While simple traceability in an increasingly interconnected world is a good first step, is not the end state. Other verticals are becoming more proactive around data management. Auto manufacturers have had component level traceability for some time. More recently, they are not only tracing components throughout the supply chain, but are characterizing the production process parameters and relating them to each component at time of production.
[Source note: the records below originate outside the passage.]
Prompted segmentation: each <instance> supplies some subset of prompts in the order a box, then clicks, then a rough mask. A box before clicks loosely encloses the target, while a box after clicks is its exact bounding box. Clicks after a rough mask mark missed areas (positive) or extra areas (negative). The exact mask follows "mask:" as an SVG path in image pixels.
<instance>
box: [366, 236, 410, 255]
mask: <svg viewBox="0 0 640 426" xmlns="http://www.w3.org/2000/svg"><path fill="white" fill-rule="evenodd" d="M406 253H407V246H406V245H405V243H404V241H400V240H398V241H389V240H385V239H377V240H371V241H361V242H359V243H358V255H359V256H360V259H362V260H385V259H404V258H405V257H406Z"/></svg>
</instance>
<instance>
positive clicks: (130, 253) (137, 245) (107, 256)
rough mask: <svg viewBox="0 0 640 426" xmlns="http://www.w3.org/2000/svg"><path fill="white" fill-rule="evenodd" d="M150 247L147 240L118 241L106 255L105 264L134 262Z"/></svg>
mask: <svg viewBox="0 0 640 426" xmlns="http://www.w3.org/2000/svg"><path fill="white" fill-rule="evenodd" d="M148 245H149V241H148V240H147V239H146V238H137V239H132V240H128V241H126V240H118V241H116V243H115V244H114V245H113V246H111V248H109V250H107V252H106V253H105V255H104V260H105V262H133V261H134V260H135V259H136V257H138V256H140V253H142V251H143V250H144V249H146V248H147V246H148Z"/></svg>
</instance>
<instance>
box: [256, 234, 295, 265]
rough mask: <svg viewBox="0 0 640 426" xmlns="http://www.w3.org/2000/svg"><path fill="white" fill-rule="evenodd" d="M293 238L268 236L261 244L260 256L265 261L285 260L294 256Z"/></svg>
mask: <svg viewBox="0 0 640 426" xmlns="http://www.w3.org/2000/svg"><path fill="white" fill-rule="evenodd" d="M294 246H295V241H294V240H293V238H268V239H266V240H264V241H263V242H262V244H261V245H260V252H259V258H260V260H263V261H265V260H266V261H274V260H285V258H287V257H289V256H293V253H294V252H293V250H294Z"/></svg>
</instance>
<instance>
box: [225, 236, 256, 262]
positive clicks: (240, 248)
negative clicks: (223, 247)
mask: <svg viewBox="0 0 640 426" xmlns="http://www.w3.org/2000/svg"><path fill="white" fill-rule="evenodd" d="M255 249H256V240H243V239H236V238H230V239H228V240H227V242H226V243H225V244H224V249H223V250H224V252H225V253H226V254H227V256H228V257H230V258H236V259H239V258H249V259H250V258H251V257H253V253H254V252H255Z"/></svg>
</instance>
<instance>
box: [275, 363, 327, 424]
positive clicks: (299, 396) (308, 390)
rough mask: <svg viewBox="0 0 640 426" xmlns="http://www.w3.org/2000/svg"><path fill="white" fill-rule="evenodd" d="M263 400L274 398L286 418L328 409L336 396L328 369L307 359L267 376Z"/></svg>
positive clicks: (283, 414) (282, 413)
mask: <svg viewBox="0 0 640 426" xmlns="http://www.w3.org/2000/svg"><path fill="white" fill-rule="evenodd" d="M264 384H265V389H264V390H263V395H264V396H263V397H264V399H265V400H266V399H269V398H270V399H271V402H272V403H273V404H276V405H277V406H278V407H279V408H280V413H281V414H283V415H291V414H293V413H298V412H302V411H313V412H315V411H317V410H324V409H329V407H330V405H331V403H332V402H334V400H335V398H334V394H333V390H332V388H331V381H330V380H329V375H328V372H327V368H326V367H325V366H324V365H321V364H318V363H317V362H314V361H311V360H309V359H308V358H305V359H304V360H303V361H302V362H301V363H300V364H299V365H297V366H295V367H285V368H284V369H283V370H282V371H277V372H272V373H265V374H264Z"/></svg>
In the event of a quality issue or recall, the data has already been proactively organized for analysis instead of launching a retrospective effort to try and request and model the information in order to determine the root cause of a failure. Although not impossible in the past, this type of contextual modeling is far more approachable given recent technology advances and tools for working with information.
The analytical methods pioneered by consumer Internet companies like Google and Amazon are being applied across industries under the banner of digital transformation. Sectors including marketing and financial services have deeply embraced data-centric management practices. While organizational and technical challenges have slowed the embrace of big data in pharmaceutical and life sciences manufacturing, rapid technical advancements and marketplace pressures mean the digitization of life sciences manufacturing is now fully underway.